Sono due delle indicazioni che la Delibera Regionale n. 3720 dello scorso dicembre aggiorna per assicurare il funzionamento dei Consultori Familiari accreditati da Regione Lombardia. Si tratta di un aggiornamento, in particolare il secondo, che modifica in modo strutturale le modalità di offerta e di funzionamento dei servizi consultoriali. In breve:
- si introduce la definizione di “prossimità” attraverso la modalità “a libero accesso” e quindi non è i più necessario disporre di una prescrizione medica per accedere al servizio;
- il Consultorio non è più assimilato ai “servizi specialistici ambulatoriali”.
Ci soffermiamo su questo secondo elemento di aggiornamento: su quale elemento è centrata la differenza tra Consultorio e “ambulatorio specialistico”?
LA MULTIDISCIPLINARIETA’ DELLA PRESA IN CARICO.
Ma come si concretizza operativamente la multidisciplinarietà nel rispondere ai bisogni delle persone, coppie, famiglie o nell’impostare e realizzare le attività di prevenzione e promozione della salute?

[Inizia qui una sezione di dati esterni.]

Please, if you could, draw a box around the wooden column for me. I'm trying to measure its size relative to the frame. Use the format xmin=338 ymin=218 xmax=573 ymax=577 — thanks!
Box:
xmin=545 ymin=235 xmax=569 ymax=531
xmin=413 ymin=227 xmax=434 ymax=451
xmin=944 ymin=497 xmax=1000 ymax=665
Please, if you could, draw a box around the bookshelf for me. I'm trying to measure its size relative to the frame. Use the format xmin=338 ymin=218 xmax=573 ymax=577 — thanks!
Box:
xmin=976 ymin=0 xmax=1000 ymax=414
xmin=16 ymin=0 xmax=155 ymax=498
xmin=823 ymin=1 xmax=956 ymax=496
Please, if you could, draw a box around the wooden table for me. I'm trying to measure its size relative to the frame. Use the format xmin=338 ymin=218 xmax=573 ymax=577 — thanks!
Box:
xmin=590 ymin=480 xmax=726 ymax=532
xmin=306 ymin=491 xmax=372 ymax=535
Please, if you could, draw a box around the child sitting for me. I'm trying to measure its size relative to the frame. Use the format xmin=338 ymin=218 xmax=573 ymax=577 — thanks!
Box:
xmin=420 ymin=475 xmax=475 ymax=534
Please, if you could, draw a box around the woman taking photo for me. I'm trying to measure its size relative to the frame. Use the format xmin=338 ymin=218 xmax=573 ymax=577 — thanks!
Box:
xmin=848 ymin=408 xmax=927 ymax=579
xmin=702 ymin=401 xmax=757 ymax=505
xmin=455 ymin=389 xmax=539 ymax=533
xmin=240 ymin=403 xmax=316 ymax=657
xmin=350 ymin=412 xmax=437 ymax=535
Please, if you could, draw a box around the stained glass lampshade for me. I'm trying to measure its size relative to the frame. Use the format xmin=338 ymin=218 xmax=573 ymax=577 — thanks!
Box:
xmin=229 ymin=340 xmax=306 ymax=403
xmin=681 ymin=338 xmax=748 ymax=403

Il Consultorio è per definizione legislativa (L. 405/1975) composto da più professionalità, che intervengono avvalendosi di conoscenze scientifiche e competenze tecniche afferenti a diverse discipline teoriche, cliniche, mediche, di assistenza. I Consultori Familiari d’ispirazione cristiana operano, sono strutturati, in modo del tutto aderente a questa composizione multidisciplinare della propria offerta di servizio. Ma il modo di valutare, progettare e realizzare la presa in carico multidisciplinare delle persone non può essere la semplice sommatoria delle diverse professionalità che operano in Consultorio. Perché e quali elementi qualificano i Consultori Familiari d’ispirazione cristiana nell’assumere questo compito della multidisciplinarietà?
Proponiamo un breve contributo che Mons. Mario Spezzibottiani, allora Moderator Curiae della Diocesi di Milano, propose nel Convegno di FeLCeAF nel 2005 citando un testo del Cardinale Dionigi Tettamanzi del 1985:
“(…) la considerazione dell’uomo come “totalità unificata” ha portato – e deve continuare a portare – i nostri Consultori a darsi «strumenti adeguati a superare le possibili forme riduttive e per servire l’uomo come un tutto unitario. In particolare sono da ricordarsi, peraltro come elementi centrali e qualificanti, il lavoro in équipe e la figura del consulente familiare: il loro scopo e ruolo è appunto di non scomporre l’uomo nella diversità dei suoi problemi e delle sue esigenze, bensì di raggiungerlo e di aiutarlo a crescere come unità indivisa e indivisibile, come un “io” che progetta e costruire la sua storia”.
Il lavoro di equipe dei professionisti che operano in Consultorio è lo strumento che assicura l’integrazione, tratto determinante della qualificazione e della qualità della presa in carico consultoriale, differenziandola da qualsiasi altra risposta “specialistica” monoprofessionale che, in gergo, si definisce “ambulatoriale”.